|
|
................... |
|
................... |
FARKLI
MİLLİYETLER ÜZERİNE |
Metin Ülkü |
|
|
................... |
|
................... |
Gürcü ve Türkçü ırkçılar Laz,
Kürt, Abaza, Emeni ve Osetya halklarına düşmanlıkta
birleşiyor.
1) MEGRELO ve LAZLAR
LAZLAR ÜZERİNE "KARTVELİST TEZ'LER"
Gürcü resmi tarih tezlerine göre;
- Lazlar (Megreller ve Lazlar)
Gürcülerin (Kartveli) bir koludur. (1)
- Lazların konuştukları dil Gürcücenin bir diyalektiğidir. (2)
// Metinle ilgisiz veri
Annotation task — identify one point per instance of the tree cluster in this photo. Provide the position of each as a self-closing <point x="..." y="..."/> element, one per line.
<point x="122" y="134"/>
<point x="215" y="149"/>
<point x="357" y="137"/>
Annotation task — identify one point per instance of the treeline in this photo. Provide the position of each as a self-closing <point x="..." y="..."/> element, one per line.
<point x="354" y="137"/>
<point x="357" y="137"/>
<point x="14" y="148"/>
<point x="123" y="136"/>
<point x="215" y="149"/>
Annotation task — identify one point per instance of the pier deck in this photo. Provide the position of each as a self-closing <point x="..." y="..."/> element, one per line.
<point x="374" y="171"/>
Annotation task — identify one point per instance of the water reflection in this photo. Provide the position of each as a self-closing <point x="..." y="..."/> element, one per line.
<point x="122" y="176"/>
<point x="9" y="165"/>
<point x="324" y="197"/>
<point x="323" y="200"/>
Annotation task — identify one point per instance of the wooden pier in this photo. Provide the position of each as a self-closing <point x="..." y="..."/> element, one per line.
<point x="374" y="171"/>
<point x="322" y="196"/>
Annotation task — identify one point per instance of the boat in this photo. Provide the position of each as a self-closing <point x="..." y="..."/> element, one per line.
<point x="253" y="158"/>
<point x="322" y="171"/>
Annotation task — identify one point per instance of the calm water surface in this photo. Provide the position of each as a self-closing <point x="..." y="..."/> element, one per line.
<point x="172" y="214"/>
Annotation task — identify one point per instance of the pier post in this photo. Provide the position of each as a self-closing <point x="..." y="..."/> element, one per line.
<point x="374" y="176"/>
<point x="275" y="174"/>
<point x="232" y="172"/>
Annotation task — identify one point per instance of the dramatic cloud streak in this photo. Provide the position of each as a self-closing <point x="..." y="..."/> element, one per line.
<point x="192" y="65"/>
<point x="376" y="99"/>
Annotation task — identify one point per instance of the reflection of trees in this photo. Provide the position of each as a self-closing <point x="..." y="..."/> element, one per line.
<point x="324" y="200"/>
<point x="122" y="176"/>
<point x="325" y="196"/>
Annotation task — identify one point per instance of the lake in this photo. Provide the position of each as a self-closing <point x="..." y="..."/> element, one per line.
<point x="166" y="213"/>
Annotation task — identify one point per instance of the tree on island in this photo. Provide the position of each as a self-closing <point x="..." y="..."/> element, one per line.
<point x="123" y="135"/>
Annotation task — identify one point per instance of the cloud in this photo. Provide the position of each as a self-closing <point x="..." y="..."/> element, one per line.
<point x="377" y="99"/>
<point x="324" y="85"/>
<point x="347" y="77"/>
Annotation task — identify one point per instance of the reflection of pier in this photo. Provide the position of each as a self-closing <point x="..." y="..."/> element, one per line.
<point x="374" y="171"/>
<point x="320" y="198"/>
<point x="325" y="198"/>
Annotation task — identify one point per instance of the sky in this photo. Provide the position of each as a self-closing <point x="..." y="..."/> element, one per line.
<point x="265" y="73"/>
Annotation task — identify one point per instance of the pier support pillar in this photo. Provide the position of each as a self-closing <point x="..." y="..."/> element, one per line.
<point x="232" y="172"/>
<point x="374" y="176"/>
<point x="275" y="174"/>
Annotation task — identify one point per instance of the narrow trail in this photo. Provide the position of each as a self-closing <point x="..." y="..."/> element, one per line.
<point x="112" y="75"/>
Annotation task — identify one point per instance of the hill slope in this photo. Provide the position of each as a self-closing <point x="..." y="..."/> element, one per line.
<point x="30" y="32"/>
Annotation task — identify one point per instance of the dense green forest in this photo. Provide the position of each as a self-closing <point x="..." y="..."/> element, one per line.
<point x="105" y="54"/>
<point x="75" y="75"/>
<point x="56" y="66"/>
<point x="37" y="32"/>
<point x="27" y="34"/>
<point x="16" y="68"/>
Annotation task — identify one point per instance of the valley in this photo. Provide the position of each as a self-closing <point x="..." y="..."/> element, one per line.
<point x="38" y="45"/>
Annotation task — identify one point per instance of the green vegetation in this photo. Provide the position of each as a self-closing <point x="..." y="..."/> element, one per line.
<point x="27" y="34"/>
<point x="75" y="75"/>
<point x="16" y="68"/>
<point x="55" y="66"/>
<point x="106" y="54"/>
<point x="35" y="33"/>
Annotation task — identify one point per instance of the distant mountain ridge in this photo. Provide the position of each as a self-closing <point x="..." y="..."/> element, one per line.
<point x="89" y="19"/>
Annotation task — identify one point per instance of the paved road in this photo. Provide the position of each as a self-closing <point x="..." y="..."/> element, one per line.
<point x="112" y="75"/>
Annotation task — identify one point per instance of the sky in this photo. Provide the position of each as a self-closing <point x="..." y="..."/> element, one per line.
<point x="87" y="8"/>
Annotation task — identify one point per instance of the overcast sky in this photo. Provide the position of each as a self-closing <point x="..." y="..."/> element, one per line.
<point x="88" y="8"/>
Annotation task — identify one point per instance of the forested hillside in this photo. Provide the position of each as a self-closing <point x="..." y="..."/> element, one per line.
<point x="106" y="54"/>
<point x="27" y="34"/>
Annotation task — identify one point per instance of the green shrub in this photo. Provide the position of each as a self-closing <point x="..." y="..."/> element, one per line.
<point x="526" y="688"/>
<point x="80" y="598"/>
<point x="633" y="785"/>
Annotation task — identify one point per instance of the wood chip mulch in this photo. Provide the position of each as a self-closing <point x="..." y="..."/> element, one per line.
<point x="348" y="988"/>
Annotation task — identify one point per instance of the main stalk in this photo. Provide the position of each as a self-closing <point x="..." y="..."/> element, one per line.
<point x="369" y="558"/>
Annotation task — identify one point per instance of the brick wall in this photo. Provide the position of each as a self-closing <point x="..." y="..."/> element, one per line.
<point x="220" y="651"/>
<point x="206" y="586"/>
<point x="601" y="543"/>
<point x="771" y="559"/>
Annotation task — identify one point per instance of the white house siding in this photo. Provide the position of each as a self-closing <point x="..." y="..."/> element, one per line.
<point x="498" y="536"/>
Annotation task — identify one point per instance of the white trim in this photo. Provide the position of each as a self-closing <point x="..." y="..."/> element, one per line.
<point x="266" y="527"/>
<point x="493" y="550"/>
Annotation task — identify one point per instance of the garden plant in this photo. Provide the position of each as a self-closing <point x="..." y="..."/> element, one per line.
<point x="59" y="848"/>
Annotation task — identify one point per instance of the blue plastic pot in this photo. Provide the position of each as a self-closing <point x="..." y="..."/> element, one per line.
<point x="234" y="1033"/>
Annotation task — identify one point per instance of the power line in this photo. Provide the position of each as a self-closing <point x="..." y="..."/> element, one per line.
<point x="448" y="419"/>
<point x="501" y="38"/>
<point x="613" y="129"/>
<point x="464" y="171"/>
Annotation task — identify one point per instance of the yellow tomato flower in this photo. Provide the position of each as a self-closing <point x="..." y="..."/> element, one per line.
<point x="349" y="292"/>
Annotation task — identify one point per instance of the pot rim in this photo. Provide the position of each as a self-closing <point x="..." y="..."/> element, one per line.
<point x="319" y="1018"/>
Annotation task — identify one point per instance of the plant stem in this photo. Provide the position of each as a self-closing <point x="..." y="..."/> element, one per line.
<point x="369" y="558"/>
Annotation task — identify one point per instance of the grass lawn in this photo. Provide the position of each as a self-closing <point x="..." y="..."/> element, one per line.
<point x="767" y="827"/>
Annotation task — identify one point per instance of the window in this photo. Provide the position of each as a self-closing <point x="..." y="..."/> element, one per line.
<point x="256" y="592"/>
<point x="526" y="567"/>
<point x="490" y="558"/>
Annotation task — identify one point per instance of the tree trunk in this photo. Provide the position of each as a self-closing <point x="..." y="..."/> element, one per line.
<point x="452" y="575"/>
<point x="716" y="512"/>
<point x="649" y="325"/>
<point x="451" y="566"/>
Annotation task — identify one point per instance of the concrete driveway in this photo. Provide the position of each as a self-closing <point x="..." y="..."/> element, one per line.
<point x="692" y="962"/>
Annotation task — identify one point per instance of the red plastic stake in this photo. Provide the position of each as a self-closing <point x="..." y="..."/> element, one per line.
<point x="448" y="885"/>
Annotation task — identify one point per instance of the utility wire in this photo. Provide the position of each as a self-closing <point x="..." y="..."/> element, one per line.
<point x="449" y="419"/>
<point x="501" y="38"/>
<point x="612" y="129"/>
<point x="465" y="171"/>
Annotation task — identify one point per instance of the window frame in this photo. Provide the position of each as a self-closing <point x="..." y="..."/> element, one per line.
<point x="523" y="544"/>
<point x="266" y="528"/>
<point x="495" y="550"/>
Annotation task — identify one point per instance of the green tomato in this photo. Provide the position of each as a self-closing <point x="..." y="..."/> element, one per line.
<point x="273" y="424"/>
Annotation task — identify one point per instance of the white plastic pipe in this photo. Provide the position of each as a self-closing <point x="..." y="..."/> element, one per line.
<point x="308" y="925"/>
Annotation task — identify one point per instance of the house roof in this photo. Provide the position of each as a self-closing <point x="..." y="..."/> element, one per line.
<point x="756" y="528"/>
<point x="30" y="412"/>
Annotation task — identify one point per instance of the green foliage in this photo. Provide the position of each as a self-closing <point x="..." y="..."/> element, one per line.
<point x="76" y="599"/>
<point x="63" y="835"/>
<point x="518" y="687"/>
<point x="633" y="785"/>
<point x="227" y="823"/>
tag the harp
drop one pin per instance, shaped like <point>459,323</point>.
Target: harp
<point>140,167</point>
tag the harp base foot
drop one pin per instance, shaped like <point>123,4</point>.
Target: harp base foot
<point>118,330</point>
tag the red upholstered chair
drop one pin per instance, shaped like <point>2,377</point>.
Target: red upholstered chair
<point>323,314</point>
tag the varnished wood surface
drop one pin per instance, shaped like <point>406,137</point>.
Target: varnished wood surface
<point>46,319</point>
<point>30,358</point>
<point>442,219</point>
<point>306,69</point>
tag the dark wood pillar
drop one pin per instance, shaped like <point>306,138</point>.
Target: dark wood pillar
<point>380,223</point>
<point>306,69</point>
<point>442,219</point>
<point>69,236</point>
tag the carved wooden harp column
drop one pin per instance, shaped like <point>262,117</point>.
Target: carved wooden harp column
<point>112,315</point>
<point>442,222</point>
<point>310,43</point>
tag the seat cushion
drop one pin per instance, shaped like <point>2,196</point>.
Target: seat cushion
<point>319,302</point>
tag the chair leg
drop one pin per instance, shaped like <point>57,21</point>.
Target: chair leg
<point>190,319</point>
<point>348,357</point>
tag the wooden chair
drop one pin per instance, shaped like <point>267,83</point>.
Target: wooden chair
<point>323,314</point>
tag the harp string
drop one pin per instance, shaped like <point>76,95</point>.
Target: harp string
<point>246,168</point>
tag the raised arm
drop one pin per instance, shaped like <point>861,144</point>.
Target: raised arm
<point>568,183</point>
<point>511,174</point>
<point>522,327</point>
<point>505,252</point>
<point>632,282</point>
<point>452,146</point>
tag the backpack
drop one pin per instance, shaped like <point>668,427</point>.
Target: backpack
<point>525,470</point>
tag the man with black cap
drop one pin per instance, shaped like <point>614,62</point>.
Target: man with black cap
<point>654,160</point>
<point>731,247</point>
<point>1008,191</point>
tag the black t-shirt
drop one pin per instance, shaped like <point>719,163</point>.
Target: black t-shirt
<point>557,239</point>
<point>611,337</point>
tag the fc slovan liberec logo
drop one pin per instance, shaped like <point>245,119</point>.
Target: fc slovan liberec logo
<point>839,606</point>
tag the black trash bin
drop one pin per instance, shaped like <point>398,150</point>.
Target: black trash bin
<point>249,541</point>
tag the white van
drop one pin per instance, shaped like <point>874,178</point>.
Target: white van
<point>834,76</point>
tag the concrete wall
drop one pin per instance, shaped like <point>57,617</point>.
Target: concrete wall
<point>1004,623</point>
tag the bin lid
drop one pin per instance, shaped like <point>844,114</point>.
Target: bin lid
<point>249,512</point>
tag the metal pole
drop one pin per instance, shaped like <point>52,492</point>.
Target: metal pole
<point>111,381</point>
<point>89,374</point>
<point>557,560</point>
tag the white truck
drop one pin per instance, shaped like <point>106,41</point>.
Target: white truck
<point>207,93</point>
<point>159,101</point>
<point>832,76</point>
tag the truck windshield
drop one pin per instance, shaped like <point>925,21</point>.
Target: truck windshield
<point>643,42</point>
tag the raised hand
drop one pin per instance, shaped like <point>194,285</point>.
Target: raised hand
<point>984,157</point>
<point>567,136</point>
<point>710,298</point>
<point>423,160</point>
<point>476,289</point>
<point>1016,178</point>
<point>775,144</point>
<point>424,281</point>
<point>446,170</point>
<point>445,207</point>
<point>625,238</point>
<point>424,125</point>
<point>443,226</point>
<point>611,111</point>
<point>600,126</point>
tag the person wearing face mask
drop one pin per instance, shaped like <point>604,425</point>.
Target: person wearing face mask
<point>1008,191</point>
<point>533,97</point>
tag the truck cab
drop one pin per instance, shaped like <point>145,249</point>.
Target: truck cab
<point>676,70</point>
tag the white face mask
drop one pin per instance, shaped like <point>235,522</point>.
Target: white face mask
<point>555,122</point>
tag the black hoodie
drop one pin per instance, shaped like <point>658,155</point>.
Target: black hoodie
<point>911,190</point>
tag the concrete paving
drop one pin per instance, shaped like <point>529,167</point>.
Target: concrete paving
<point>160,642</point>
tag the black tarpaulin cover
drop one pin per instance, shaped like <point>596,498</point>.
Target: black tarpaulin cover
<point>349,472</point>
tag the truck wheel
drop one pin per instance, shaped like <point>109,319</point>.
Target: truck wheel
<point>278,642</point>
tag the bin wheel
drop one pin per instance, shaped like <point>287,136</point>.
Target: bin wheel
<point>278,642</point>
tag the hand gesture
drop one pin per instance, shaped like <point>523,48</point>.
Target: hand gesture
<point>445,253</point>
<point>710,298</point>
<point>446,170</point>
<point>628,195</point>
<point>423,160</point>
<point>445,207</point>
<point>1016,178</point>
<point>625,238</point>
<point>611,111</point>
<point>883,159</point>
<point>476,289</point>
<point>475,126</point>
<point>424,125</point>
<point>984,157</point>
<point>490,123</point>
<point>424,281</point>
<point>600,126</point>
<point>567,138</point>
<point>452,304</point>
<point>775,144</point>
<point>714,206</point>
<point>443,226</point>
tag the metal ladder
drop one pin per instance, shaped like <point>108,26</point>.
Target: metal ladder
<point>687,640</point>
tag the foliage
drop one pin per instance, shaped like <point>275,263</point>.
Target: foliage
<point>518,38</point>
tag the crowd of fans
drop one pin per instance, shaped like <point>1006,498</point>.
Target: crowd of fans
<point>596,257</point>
- Lazca, Megrelce, Gürcüce ve Svanca'nın dahil olduğu dil
ailesi, bu Milliyetçi görüş tarafından “Kartveluri” yani Gürcü
dilleri grubu olarak adlandırılmaktadır. (3)
Bir dil ailesi içindeki bir dilin o dil ailesinin adı
olamayacağına ilişkin dilbilimsel görüşe (4) karşın bu gibi
tezler günümüzde de, maalesef savunulmaya devam etmektedir.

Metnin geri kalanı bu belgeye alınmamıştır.